Eight law schools competed in the 13th annual contest, co-sponsored by the Criminal Justice Section of the American Bar Association. The competition draws teams from around the country and included Barry University, Dwayne O. Andreas School of Law, Brooklyn Law Center, Drexel University, Earle Mack School of Law, Fordham University School of Law, Georgetown University Law Center; and University of Illinois School of Law.
During the event, each team tried the same case twice at the United States District Courthouse in New Haven (left), once as the prosecution and once as the defense.
Neither Spanos nor Henry had any previous trial team or mock trial experience. Yet the judges were clearly impressed by their handling of this year’s problem, a fictitious domestic dispute that ended in the death of a spouse upon the discovery of an adulterous affair. The defense had the options of arguing self-defense, suggesting the defendant's lover had dealt the fatal blow, or pointing a finger at the defendant's teenage child, who had both motive and opportunity to kill the victim.

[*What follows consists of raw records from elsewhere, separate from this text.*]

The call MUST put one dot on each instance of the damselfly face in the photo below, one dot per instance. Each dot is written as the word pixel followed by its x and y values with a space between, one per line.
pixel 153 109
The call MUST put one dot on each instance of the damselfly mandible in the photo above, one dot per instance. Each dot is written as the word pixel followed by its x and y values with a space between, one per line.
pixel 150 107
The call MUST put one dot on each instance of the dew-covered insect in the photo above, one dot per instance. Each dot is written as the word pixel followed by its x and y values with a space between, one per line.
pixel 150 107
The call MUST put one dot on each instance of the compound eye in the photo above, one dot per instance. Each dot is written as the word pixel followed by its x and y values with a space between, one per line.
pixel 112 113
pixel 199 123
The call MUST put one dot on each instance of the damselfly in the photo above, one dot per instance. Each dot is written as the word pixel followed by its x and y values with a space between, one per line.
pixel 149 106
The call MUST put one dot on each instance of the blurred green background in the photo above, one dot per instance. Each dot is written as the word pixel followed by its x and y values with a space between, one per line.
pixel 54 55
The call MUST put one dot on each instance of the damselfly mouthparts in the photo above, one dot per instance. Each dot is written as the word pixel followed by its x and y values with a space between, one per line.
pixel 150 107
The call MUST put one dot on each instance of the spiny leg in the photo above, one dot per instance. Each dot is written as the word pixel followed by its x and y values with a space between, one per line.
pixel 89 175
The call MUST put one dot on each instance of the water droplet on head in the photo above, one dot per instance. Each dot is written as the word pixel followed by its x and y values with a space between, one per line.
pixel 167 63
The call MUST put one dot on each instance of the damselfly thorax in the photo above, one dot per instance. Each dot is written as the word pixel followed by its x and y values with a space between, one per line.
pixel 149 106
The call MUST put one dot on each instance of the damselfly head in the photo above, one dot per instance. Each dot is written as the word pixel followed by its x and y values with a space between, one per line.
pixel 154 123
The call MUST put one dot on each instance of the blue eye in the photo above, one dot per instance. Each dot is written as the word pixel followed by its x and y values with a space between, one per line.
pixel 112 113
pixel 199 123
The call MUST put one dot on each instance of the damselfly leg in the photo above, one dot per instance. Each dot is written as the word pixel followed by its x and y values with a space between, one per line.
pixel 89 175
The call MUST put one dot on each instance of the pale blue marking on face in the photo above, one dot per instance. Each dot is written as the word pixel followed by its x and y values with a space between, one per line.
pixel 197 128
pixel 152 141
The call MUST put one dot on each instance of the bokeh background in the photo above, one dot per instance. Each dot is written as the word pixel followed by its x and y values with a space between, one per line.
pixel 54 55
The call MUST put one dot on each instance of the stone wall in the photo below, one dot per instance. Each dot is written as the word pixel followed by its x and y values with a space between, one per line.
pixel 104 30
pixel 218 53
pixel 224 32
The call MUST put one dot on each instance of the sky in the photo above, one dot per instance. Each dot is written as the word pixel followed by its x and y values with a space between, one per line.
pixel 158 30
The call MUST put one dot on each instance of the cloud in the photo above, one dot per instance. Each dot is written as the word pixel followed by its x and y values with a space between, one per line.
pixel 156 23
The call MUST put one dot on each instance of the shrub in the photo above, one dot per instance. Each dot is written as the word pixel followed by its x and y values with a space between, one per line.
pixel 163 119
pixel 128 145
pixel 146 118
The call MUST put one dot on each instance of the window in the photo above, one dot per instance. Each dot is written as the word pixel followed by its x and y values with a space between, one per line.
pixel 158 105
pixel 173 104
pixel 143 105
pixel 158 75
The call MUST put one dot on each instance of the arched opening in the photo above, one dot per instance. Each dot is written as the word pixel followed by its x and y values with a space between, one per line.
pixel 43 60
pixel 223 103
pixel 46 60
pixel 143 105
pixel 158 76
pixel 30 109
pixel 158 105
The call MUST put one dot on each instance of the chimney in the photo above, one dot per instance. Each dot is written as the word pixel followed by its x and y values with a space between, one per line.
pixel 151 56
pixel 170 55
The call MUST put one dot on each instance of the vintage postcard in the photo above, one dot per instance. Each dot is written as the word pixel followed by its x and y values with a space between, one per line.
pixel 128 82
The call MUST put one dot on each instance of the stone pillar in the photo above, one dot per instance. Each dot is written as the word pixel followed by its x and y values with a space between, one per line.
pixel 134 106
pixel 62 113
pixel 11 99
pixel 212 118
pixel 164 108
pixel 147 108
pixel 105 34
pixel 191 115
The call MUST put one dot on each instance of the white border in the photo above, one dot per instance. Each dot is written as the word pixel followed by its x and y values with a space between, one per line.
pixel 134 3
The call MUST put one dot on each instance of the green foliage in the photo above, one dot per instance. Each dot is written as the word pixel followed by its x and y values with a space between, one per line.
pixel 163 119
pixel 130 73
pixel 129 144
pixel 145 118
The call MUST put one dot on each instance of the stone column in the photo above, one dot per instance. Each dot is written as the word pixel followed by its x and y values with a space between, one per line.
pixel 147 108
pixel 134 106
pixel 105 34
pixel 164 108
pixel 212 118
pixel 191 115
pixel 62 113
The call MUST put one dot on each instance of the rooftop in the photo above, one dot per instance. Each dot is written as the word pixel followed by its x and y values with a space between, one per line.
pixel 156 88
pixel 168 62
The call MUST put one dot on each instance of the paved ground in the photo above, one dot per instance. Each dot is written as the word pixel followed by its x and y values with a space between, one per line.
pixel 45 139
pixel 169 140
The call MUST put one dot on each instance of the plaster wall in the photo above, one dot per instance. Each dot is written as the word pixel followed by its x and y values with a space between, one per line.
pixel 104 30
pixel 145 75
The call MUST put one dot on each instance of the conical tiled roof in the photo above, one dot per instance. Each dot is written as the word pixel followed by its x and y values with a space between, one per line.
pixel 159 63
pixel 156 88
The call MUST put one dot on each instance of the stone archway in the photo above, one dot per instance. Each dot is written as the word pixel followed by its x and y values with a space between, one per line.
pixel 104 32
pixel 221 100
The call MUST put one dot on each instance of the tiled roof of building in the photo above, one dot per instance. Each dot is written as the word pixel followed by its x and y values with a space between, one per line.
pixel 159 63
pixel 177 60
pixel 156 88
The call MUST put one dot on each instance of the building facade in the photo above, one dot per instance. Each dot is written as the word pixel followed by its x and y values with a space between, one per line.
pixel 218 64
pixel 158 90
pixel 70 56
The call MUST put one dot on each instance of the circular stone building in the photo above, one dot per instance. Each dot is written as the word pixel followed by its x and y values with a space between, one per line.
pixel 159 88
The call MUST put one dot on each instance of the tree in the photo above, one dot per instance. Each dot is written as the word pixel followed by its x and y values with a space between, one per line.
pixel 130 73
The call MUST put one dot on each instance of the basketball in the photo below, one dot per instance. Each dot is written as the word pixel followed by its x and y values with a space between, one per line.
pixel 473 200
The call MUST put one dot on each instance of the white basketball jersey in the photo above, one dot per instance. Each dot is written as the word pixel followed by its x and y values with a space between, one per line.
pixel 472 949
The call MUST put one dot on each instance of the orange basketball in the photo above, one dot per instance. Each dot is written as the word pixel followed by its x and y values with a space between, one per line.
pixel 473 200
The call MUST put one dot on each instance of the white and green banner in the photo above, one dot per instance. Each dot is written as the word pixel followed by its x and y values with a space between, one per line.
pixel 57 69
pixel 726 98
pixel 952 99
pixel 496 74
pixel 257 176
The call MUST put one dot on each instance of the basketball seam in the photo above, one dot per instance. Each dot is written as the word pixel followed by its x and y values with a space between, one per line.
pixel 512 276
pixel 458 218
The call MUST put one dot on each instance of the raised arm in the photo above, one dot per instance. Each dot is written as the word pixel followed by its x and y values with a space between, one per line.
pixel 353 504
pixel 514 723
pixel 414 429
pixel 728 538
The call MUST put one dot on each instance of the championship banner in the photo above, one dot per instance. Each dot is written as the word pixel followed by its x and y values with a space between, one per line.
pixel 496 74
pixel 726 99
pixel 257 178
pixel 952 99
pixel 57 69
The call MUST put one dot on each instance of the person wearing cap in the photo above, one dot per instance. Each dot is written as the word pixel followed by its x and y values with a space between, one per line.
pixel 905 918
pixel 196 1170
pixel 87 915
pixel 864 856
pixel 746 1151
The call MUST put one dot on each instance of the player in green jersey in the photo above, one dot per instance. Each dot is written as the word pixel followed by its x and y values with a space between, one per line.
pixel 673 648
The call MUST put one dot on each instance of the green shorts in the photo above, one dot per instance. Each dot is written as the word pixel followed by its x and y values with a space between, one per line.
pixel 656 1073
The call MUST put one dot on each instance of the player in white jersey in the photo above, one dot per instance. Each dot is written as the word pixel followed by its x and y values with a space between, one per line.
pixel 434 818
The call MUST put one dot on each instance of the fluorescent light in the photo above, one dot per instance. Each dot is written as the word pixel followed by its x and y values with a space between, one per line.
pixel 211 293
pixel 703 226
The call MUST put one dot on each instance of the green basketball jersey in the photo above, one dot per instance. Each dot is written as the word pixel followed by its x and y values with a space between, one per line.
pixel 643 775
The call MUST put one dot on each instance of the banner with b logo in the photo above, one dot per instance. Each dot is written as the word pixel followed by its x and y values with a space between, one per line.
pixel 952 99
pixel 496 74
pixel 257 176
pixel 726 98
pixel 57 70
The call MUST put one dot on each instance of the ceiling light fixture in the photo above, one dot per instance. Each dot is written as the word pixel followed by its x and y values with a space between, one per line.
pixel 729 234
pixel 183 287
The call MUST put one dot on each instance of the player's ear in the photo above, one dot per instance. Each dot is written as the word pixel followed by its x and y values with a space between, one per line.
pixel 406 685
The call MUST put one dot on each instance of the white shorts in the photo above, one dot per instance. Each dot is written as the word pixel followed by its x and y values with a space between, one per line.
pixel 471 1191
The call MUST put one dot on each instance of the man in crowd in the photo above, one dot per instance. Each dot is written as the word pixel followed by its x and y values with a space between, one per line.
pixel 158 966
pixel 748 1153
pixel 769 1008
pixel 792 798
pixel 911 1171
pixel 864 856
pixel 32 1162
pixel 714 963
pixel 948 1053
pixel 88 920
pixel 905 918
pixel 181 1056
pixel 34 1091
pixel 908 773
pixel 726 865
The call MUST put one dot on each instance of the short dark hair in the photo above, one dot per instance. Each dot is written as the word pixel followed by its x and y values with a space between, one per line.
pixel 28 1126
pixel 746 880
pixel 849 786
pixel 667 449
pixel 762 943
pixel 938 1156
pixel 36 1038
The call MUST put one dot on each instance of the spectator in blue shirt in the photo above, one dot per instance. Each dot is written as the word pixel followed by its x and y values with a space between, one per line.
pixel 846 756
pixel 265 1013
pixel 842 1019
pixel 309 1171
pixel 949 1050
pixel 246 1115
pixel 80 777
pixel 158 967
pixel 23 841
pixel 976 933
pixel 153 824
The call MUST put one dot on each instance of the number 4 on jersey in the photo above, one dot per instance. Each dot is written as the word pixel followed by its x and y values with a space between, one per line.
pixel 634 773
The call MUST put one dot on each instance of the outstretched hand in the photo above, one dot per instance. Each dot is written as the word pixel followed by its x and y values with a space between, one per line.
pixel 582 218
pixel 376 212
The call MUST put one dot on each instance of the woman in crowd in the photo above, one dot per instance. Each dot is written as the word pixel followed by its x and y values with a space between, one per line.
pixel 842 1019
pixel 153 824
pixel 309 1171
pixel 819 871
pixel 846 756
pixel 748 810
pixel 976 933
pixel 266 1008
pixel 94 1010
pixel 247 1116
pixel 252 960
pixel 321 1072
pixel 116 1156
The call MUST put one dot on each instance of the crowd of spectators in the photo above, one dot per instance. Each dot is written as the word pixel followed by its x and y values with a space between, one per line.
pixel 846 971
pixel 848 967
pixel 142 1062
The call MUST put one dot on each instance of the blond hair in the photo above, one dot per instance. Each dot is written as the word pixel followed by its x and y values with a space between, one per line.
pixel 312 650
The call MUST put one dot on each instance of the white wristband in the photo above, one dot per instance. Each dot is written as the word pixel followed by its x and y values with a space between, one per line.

In the trial scenario, the murder victim's best friend was having an affair with his wife, behavior that does generally not elicit empathy from jurors. Yet Spanos refused to let the jury dismiss his trial character as a snake.
“The thing we did that surprised other teams was trying to make the witness role that I played into a more sympathetic character than teams would expect,” said Spanos.
“Our attitude was to say that if you walk in and see someone [dead] you have a history with and actually care about (despite any wrongs you might have done to him), it's going to hit you like a ton of bricks, and hurt,” Spanos explained. “In fact, it's going to make whatever wrongs you did feel a million times worse when you know you never get the chance to make it right again.”
The gamble paid off with the award of Best Direct Examination by the trial competition judges.
“I think that our winning strategy was making our presentation a performance. I think the judges enjoyed the role Alex played and how realistic we tried to make the direct examination ... it was believable,” said Henry.
Trial competitions offer students the chance to put a case together from start to finish, using all they have learned about trial practice, the rules of evidence, and criminal procedure.
Their initial success has served to convince Spanos and Henry that they are meant for this line of work.
“I know for sure that I want to litigate and be in a court room every single day if I can,” said Spanos. “With each one of these competitions it feels like, at least for me, that I'm getting closer to realizing my dream of doing trial work.”
“Trial competitions are a realistic forum where teams prepare their case and have no idea what opposing counsel's theory will be, what evidence they will try to suppress that may be important to your case and how well they know their rules,” said Henry. “You try to adapt -sometimes you fail, but you learn from your mistakes. It all boiled down to a really intense learning experience.”
Rounding out the CUA Law trial team were Tim McArdle (2L), and Catie O'Neill (3L). The team coaches were Professor Lou Barracato, Jenn Myers, and Annie Khirallah.